Given two categories $\mathcal{C}$ and $\mathcal{D}$ a covariant functor $T:\mathcal{C}\to\mathcal{D}$ consists of an assignment for each object $X$ of $\mathcal{C}$ an object $T(X)$ of $\mathcal{D}$ (i.e. a ``function'' $T:{\rm Ob}(\mathcal{C})\to{\rm Ob}(\mathcal{D})$ together with an assignment for every morphism $f\in{\rm Hom}_{\mathcal{C}}(A,B)$ to a morphism $T(f)\in{\rm Hom}_{\mathcal{D}}(T(A),T(B))$ such that:

• $T(1_A) = 1_{T(A)}$ where $1_X$ denotes the identity morphism on the object $X$ (in the respective category).
• $T(g \circ f) = T(g)\circ T(f)$ whenever the composition $g\circ f$ is defined.

A contravariant functor $T :\mathcal{C}\to\mathcal{D}$ is just a covariant functor $T:\mathcal{C}^{\rm op}\to\mathcal{D}$ from the opposite category. In other words, the assignment reverses the direction of maps. If $f\in{\rm Hom}_{\mathcal{C}}(A,B)$ then $T(f)\in{\rm Hom}_{\mathcal{D}}(T(B),T(A))$ and $T(g\circ f) = T(f)\circ T(g)$ whenever the composition is defined (the domain of $g$ is the same as the codomain of $f$ .
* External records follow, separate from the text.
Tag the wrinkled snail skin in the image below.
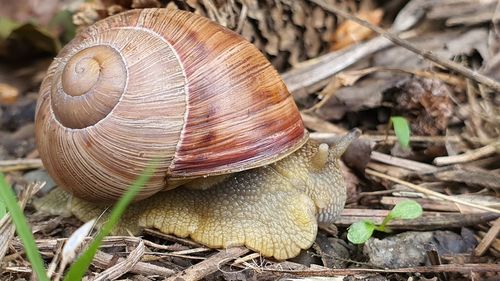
[35,131,359,259]
[35,9,359,259]
[35,9,307,202]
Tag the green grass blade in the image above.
[391,116,410,149]
[0,173,49,281]
[64,164,156,281]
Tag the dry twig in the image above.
[309,0,500,92]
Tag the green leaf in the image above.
[391,116,410,149]
[347,220,375,244]
[0,173,49,281]
[389,200,423,220]
[64,163,157,281]
[0,17,21,39]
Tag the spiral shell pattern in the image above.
[36,9,307,201]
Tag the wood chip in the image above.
[167,247,250,281]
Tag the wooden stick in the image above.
[268,263,500,277]
[474,218,500,256]
[433,142,500,166]
[309,0,500,92]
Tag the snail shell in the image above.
[35,9,307,201]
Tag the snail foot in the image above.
[136,167,317,259]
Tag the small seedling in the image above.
[0,198,7,219]
[389,116,410,149]
[347,200,423,244]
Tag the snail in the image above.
[35,9,359,259]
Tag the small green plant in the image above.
[0,197,7,219]
[347,200,423,244]
[0,173,49,281]
[389,116,410,149]
[0,163,156,281]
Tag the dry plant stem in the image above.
[365,169,500,214]
[167,247,249,281]
[310,132,462,144]
[474,231,500,253]
[282,32,391,94]
[380,196,460,212]
[93,248,175,277]
[0,159,43,172]
[309,0,500,92]
[262,264,500,277]
[300,112,347,134]
[433,142,500,166]
[370,151,437,172]
[466,79,489,143]
[474,218,500,256]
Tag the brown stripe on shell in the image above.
[136,9,307,177]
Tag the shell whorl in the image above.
[35,9,307,201]
[51,45,128,129]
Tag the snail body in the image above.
[35,9,356,259]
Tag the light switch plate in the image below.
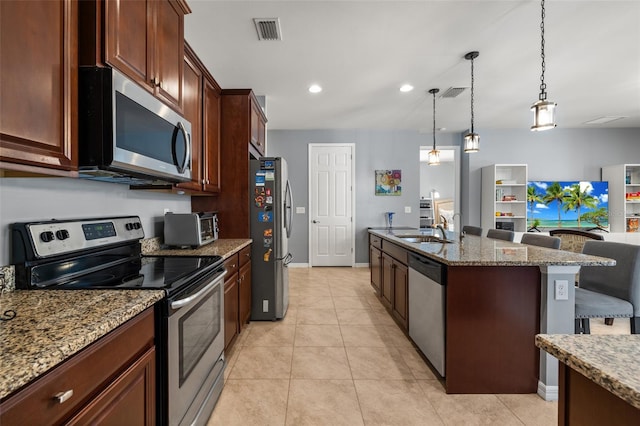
[555,280,569,300]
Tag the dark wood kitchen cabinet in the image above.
[79,0,191,111]
[191,89,267,238]
[0,0,78,176]
[224,245,251,351]
[0,307,156,425]
[369,237,409,331]
[176,43,221,195]
[224,253,240,351]
[369,234,382,296]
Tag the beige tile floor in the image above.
[209,268,629,426]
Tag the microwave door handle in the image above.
[173,122,191,173]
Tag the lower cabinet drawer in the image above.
[0,308,154,426]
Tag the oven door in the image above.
[166,270,226,425]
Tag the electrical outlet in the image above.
[555,280,569,300]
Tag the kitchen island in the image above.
[536,334,640,426]
[369,230,615,400]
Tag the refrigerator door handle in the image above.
[284,179,293,238]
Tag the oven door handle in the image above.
[170,271,227,309]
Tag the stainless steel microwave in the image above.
[78,67,192,185]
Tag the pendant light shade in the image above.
[427,89,440,166]
[464,52,480,153]
[531,0,557,131]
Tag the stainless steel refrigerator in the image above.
[250,157,293,321]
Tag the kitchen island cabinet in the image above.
[0,290,164,425]
[535,334,640,426]
[0,0,78,177]
[369,230,615,399]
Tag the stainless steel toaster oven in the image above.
[164,212,218,247]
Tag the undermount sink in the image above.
[398,235,453,244]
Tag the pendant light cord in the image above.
[433,92,436,151]
[471,58,474,133]
[536,0,547,101]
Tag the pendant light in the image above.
[464,52,480,153]
[531,0,557,131]
[427,89,440,166]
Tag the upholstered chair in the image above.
[575,241,640,334]
[487,229,516,241]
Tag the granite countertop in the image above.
[536,334,640,409]
[143,238,251,259]
[369,228,616,266]
[0,290,165,398]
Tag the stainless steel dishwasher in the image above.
[409,253,446,377]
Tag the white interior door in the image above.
[309,144,355,266]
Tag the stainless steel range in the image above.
[11,216,226,426]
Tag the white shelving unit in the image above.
[602,164,640,232]
[481,164,527,232]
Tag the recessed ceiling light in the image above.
[584,116,627,124]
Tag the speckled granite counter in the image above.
[0,290,164,398]
[536,334,640,409]
[369,229,615,266]
[143,238,251,259]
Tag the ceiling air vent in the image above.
[253,18,282,40]
[440,87,467,98]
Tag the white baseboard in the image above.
[289,263,369,268]
[538,381,558,401]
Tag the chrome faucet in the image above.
[451,213,464,242]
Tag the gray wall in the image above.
[420,161,456,199]
[267,130,460,263]
[0,178,191,265]
[267,128,640,263]
[462,128,640,230]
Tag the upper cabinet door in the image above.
[0,0,78,176]
[203,78,221,192]
[155,0,184,105]
[105,0,155,88]
[104,0,185,111]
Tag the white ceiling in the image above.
[185,0,640,133]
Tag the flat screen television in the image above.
[527,180,609,231]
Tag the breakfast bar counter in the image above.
[369,229,615,400]
[0,290,165,399]
[536,334,640,425]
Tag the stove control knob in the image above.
[40,231,56,243]
[56,229,69,240]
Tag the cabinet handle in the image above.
[53,389,73,404]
Given a category $\mathcal{C}$ and an object $X$ we always have the functor $T : \mathcal{C}\to{\bf Sets}$ to the category of sets defined on objects by $T(A) = {\rm Hom}(X, A)$ If $f : A \to B$ is a morphism of $\mathcal{C}$ then we define $T(f) : {\rm Hom}(X,A)\to {\rm Hom}(X,B)$ by $g\mapsto f\circ g$ This is a covariant functor, denoted by ${\rm Hom}(X,-)$

Similarly, one can define a contravariant functor ${\rm Hom}(-,X) :\mathcal{C}\to{\bf Sets}$